The impact of functional MDM2-polymorphisms on neutrophil counts in breast cancer patients during neoadjuvant chemotherapy.

Background: Functional polymorphisms in the MDM2 promoters have been linked to cancer risk and several non-malignant conditions. Their potential role in bone marrow function during chemotherapy is largely unknown.

Methods: We investigated the potential associations between genotypes of MDM2 SNP309 (rs2279744), SNP285 (rs117039649) and del1518 (rs3730485) and neutrophil counts in breast cancer patients receiving neoadjuvant sequential epirubicin and docetaxel, with additional G-CSF, in the DDP-trial (NCT00496795). We applied longitudinal ratios, post vs. pre-treatment, of neutrophil counts as our main measure. Differences by genotypes were tested by Jonckheere-Terpstra test for ranked alternatives, while dominant and recessive models were tested by Mann-Whitney U test, and additional sub-analyses were performed for genotype combinations.
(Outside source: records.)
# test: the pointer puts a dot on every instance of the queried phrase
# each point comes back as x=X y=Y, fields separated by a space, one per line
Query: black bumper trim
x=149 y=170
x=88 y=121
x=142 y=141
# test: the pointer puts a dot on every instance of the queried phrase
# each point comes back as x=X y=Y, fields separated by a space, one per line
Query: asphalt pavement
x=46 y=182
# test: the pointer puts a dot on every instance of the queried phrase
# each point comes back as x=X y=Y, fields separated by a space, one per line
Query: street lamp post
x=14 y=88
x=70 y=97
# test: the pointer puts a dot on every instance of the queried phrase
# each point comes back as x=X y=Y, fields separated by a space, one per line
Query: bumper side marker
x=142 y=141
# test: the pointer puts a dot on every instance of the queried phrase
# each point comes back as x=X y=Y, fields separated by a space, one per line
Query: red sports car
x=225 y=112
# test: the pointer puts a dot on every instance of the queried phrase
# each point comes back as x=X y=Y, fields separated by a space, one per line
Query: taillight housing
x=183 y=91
Results: The SNP309 reference T-allele was associated with a better sustained neutrophil count (p = 0.035). A similar association was observed for the alternative del-allele of the del1518 (p = 0.049). Additionally, in combined genotype-analyses, patients with the SNP309 TT genotype and at least one copy of the del1518 del-allele had particularly favorable sustained neutrophil counts during chemotherapy treatment (p = 0.005).

Conclusions: Our study provides evidence that MDM2 promoter polymorphisms may be associated with neutrophil counts and bone marrow recovery during chemotherapy treatment in breast cancer patients.

Trial registration: The DDP-trial was registered at ClinicalTrials.gov (NCT00496795; registration date 2007-07-04).